空間の裂け目に手を入れたシアンは虹色に煌めく神秘的な光の中から金髪の女性を引っ張り出した。
「よいしょっと!」
キョロキョロしながら出てきた女性は、なんと海王星で見た大人のレヴィアだった。
「え? あれ? なんじゃ?」
ブロンドの長い髪を流し、大きな胸を揺らすその妖艶な大人の姿に、思わず息を飲む。
「あれ? ずいぶん育ってない?」
ヴィーナは怪訝そうな顔をして小首をかしげる。
「本人の希望が混ざり込んじゃったみたいだねぇ。きゃははは!」
シアンは朗らかな笑い声をホールに響かせる。
「これからはこの身体で行くとするかのう。うっしっし」
レヴィアは豊満な自分の胸を持ち上げて満足そうな表情を浮かべる。その目には子どものような無垢な喜びが浮かんでいた。死から蘇ったというのに、最初に気にするのが自分の容姿というところが、レヴィアらしいと言えば、レヴィアらしい。
「あんたねぇ、次殺されたらババァにするからね?」
ヴィーナはジト目でレヴィアを射貫いた。
「バッ、ババァ!?」
レヴィアはビクッと体を震わせる。
「きゃははは!」
シアンはその滑稽なさまに笑い、俺もドロシーもつられて笑ってしまった。この笑いの連鎖が、先ほどまでの緊張を一気に払拭していく。
「な、なんじゃ……、そんな笑わんでもええのに……」
レヴィアは俺たちを見回しながら口をとがらせる。
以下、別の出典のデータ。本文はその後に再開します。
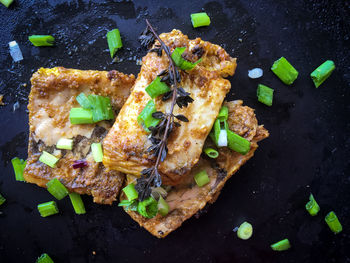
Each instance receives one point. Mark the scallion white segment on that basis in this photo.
(222, 138)
(255, 73)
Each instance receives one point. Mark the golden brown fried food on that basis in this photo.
(127, 142)
(187, 199)
(52, 96)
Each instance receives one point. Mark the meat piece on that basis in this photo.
(52, 96)
(187, 199)
(126, 143)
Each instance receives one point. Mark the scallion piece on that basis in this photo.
(200, 19)
(57, 189)
(333, 222)
(157, 88)
(212, 153)
(202, 178)
(18, 167)
(312, 207)
(84, 101)
(281, 245)
(245, 231)
(320, 74)
(114, 41)
(44, 258)
(284, 71)
(101, 108)
(48, 209)
(148, 208)
(6, 2)
(42, 40)
(80, 116)
(265, 94)
(97, 152)
(163, 207)
(223, 114)
(145, 118)
(237, 143)
(48, 159)
(2, 199)
(77, 203)
(130, 192)
(66, 144)
(180, 61)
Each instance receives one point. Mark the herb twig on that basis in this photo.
(150, 177)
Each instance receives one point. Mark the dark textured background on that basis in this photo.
(308, 150)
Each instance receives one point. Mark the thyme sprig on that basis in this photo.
(151, 177)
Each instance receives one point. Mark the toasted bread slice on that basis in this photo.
(52, 96)
(187, 199)
(127, 142)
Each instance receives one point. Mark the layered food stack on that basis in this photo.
(154, 148)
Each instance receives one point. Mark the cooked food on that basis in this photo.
(187, 198)
(52, 96)
(125, 146)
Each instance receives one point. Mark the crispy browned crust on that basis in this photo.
(187, 199)
(52, 96)
(126, 143)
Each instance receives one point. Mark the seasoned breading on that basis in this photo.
(52, 96)
(127, 142)
(187, 199)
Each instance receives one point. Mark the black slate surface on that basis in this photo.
(308, 150)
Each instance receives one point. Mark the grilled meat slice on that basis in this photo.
(127, 142)
(187, 199)
(52, 96)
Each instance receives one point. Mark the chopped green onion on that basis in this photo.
(84, 101)
(130, 192)
(101, 108)
(97, 152)
(223, 114)
(237, 143)
(320, 74)
(281, 245)
(312, 207)
(2, 199)
(80, 116)
(6, 2)
(148, 208)
(114, 41)
(211, 153)
(245, 231)
(44, 258)
(180, 61)
(285, 71)
(57, 189)
(145, 118)
(163, 207)
(77, 203)
(202, 178)
(157, 88)
(265, 94)
(66, 144)
(42, 40)
(219, 135)
(18, 167)
(129, 205)
(48, 159)
(333, 222)
(48, 209)
(200, 19)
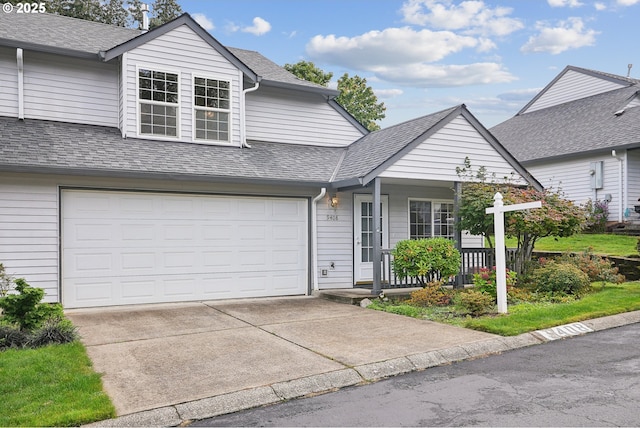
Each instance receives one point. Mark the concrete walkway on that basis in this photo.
(166, 364)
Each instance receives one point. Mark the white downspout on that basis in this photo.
(20, 61)
(620, 184)
(243, 113)
(314, 237)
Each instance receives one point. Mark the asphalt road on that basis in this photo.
(591, 380)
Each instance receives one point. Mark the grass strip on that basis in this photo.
(51, 386)
(604, 244)
(525, 317)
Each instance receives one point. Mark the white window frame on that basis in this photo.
(194, 109)
(433, 202)
(139, 101)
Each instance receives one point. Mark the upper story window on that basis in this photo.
(158, 98)
(429, 219)
(212, 108)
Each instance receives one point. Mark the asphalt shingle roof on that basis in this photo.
(49, 32)
(269, 70)
(370, 151)
(56, 146)
(584, 125)
(61, 32)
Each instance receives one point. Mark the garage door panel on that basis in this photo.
(169, 247)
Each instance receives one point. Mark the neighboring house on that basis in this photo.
(161, 166)
(581, 135)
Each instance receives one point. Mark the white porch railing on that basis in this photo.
(473, 259)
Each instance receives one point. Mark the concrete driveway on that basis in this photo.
(154, 356)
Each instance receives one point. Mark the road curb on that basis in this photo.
(326, 382)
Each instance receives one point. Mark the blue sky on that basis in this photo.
(422, 56)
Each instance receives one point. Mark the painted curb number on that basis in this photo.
(575, 329)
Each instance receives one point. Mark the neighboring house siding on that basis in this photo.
(572, 178)
(438, 156)
(182, 51)
(633, 177)
(9, 86)
(70, 89)
(285, 116)
(570, 87)
(29, 222)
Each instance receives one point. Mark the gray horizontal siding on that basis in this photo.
(572, 179)
(572, 86)
(288, 117)
(29, 232)
(633, 186)
(70, 90)
(182, 51)
(438, 156)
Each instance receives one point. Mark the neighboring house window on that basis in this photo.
(429, 219)
(158, 98)
(212, 107)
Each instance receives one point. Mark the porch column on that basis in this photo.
(457, 188)
(377, 241)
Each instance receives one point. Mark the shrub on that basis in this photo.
(561, 278)
(55, 330)
(598, 268)
(518, 295)
(485, 280)
(433, 294)
(474, 302)
(25, 309)
(597, 216)
(426, 259)
(12, 337)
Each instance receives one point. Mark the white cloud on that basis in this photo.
(440, 76)
(388, 93)
(259, 27)
(565, 3)
(519, 95)
(471, 17)
(390, 46)
(569, 34)
(204, 22)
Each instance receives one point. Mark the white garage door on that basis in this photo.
(122, 248)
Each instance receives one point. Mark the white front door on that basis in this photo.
(363, 234)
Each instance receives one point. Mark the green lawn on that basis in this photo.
(610, 300)
(604, 244)
(51, 386)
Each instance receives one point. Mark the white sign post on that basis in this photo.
(498, 211)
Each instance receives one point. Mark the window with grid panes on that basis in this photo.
(212, 105)
(429, 219)
(158, 98)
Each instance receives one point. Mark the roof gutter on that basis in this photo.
(331, 93)
(20, 61)
(243, 114)
(314, 237)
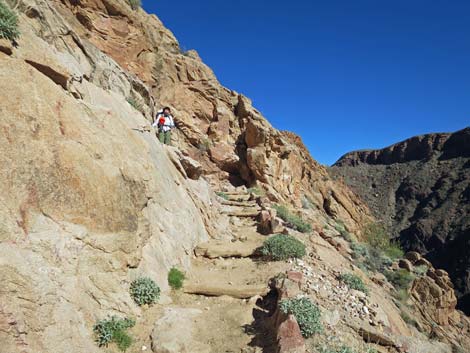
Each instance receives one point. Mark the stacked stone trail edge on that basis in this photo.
(90, 201)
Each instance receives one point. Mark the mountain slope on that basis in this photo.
(420, 188)
(91, 201)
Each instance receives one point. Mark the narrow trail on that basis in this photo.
(226, 302)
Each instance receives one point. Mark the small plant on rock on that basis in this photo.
(135, 4)
(144, 291)
(256, 190)
(359, 250)
(421, 270)
(354, 282)
(377, 237)
(222, 195)
(175, 278)
(8, 23)
(113, 330)
(306, 313)
(292, 220)
(283, 247)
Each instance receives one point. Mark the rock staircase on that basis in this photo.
(225, 287)
(239, 204)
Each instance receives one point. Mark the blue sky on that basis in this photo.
(343, 74)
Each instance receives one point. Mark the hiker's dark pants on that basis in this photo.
(165, 137)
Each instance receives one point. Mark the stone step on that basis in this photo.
(238, 197)
(239, 203)
(214, 249)
(245, 212)
(234, 291)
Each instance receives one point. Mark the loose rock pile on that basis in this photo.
(330, 290)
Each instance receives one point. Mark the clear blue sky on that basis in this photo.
(343, 74)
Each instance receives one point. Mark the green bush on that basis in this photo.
(113, 330)
(376, 260)
(292, 220)
(134, 103)
(204, 145)
(306, 313)
(307, 203)
(354, 282)
(283, 247)
(257, 191)
(8, 23)
(343, 349)
(135, 4)
(175, 278)
(222, 195)
(144, 291)
(377, 237)
(421, 270)
(400, 279)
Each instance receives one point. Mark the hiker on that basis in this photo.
(164, 122)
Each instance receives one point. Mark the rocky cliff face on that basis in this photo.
(90, 200)
(420, 188)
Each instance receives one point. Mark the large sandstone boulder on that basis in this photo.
(435, 294)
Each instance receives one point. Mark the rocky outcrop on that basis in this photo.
(90, 200)
(420, 188)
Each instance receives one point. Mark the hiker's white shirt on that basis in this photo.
(169, 122)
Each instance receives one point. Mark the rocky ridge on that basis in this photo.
(91, 201)
(420, 189)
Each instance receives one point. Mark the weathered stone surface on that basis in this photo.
(436, 298)
(289, 337)
(216, 290)
(415, 187)
(413, 256)
(372, 335)
(214, 249)
(405, 264)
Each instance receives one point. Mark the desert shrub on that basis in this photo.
(458, 349)
(8, 23)
(402, 296)
(400, 279)
(292, 220)
(135, 4)
(175, 278)
(344, 349)
(377, 237)
(421, 270)
(283, 247)
(354, 282)
(257, 191)
(144, 291)
(341, 229)
(332, 347)
(394, 250)
(204, 145)
(134, 103)
(113, 330)
(306, 313)
(359, 250)
(222, 195)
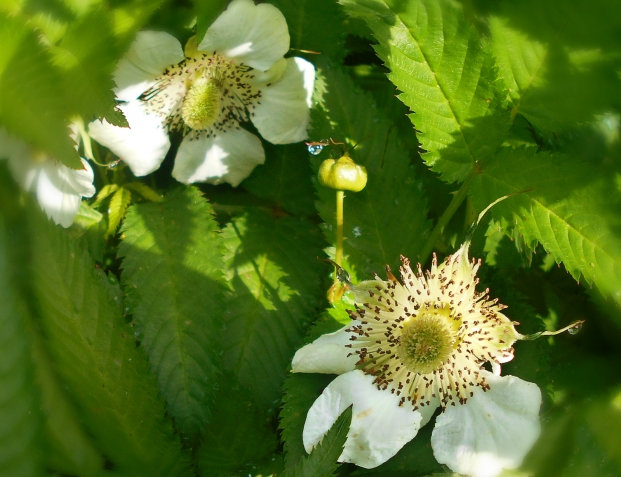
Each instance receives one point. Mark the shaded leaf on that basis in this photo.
(276, 290)
(172, 274)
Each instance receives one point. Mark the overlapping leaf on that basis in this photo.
(571, 210)
(447, 78)
(388, 217)
(172, 273)
(96, 356)
(276, 281)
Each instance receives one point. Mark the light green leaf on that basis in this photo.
(172, 274)
(21, 420)
(276, 290)
(388, 217)
(544, 60)
(322, 459)
(447, 78)
(314, 25)
(96, 356)
(572, 211)
(32, 101)
(206, 13)
(117, 208)
(238, 435)
(285, 178)
(144, 190)
(87, 56)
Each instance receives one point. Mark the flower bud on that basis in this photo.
(342, 174)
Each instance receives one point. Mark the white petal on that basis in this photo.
(256, 35)
(327, 354)
(229, 157)
(379, 427)
(493, 431)
(282, 113)
(60, 190)
(147, 58)
(143, 146)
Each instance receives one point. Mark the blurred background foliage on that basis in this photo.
(88, 384)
その拗ねた表情は、どこか愛おしく思えた。
何はともあれ、これですべて解決である。俺はすがすがしい気持ちで木星を見上げた。木星はそんな俺たちの顛末など何の関係もないように、ただ静かに赤い光を降り注いでいる。
危機は去り、新たな始まりの予感が、ホール全体に満ちていた。俺はドロシーの肩を抱き、二人で安堵のため息をつく。彼女の温もりが、今まで感じていた緊張をゆっくりと溶かしていく。世界の危機を乗り越えた今、この穏やかな時間がどれほど尊いものか、改めて噛みしめる――――。
◇
シアンはホールを元の地球に戻し、空には茜色に染まった夕焼け空が広がった。遠い宇宙の果てから地球へと帰還する感覚は、まるで長い旅路を終えて故郷に戻ってきたような懐かしさと安堵感に満ちていた。西の地平線に沈みゆく太陽が、今日という一日の終わりと、新たな始まりを告げるかのように輝いている。
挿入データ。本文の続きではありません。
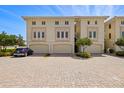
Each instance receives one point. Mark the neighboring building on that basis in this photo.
(50, 34)
(93, 28)
(57, 34)
(114, 29)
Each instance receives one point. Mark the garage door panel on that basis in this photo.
(94, 49)
(40, 48)
(62, 48)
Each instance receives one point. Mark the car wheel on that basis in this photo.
(25, 54)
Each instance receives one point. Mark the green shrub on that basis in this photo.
(5, 54)
(1, 54)
(7, 50)
(84, 54)
(46, 55)
(111, 50)
(120, 53)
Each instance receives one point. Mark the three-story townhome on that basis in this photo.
(50, 34)
(93, 28)
(114, 29)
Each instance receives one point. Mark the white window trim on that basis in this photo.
(60, 33)
(92, 35)
(37, 35)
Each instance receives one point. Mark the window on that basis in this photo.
(62, 34)
(38, 34)
(92, 34)
(66, 22)
(56, 22)
(88, 22)
(122, 34)
(122, 22)
(33, 22)
(109, 35)
(109, 26)
(34, 34)
(58, 34)
(43, 22)
(43, 35)
(96, 22)
(66, 34)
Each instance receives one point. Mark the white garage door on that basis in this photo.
(60, 48)
(40, 48)
(94, 49)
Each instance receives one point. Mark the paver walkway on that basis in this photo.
(62, 71)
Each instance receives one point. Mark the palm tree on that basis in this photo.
(84, 42)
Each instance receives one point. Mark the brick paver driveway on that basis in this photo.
(99, 71)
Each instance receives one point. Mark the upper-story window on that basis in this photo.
(109, 35)
(95, 22)
(62, 35)
(122, 22)
(43, 22)
(39, 35)
(66, 22)
(66, 34)
(56, 22)
(58, 34)
(88, 22)
(122, 34)
(92, 34)
(34, 34)
(43, 34)
(33, 22)
(109, 26)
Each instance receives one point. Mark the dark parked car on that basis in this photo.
(23, 52)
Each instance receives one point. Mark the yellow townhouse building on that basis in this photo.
(56, 34)
(114, 29)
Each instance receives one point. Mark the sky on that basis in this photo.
(12, 23)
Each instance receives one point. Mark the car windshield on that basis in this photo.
(21, 49)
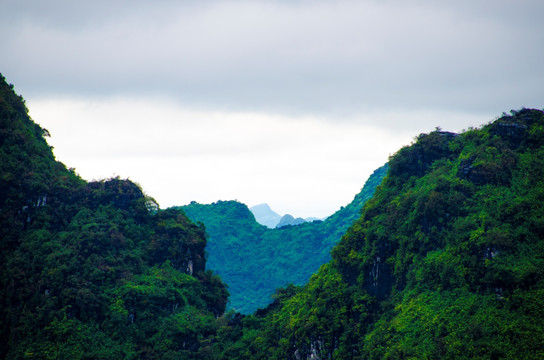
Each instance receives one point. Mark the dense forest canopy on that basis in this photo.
(93, 270)
(254, 260)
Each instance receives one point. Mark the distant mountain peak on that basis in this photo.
(264, 215)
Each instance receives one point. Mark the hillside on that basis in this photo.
(254, 260)
(93, 270)
(446, 261)
(264, 215)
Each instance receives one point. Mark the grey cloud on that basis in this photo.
(285, 57)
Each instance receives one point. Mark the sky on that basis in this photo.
(290, 103)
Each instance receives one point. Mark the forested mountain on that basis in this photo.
(93, 270)
(264, 215)
(446, 261)
(254, 260)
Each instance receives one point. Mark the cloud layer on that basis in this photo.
(291, 57)
(293, 103)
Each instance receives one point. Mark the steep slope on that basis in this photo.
(93, 270)
(288, 219)
(254, 260)
(446, 261)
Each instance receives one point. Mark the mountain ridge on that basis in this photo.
(255, 260)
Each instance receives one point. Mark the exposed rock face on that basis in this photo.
(289, 220)
(264, 215)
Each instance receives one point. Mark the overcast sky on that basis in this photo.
(292, 103)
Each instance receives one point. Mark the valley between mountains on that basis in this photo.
(440, 256)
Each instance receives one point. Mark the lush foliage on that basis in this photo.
(446, 261)
(255, 260)
(93, 270)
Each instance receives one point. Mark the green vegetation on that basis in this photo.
(446, 261)
(93, 270)
(254, 260)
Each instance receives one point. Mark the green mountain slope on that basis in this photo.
(254, 260)
(446, 261)
(93, 270)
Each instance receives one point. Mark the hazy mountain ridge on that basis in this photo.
(444, 263)
(264, 215)
(254, 260)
ヴィーナはビキニアーマーの女の子を優しく手で導きながら宮殿に合流させた。その凛々しい横顔には、万物を見守る女神の慈愛が満ちている。
「これで片付いたかしら?」
と周りを見回した時、突如としてドアがバン!と勢いよく開かれた。その音は、静寂を破る鐘の音のように響き渡る。
「旦那様~! 姐さ~ん!」
アバドンが息を切らせながら必死に走ってくるではないか。
その姿に、思わず胸が熱くなる。魔人でありながら、身を挺してドロシーを守った英雄――――。その真っ直ぐな感情が、どこまでも純粋で眩しく感じられ、俺は思わず駆け出した。
「おぉ、アバド~ン!」
俺はアバドンへ思いっきり抱き着いた。汗臭い体温も今は頼もしく感じられる。
「ありがとう! おかげで解決したよ!」
俺はパンパンとその筋肉質な背中をたたく。俺の声は少し震え、目には涙がにじんでくる。
「え? 私、まだ何もやってないんですが……」
アバドンの困惑した表情には、純粋な戸惑いが浮かんでいる。その素直な反応に、不思議と安心感を覚えた。
ドロシーも駆け寄ってアバドンに抱き着き、堰を切ったように泣き出した。その震える背中からは、彼女が経験した恐怖と、今ようやく手に入れた安心が溢れ出ていた。
「アバドンさ~ん! うわぁぁん!」
その声には、言葉にならない感情の塊が詰まっていた。恐怖、安堵、喜び、感謝――――あらゆる感情が絡み合い、純粋な涙となって流れ出る。
「あ、姐さん、ご無事ですか?」
アバドンは困惑気味に聞く。その優しげな眼差しには、心からの心配が宿っていた。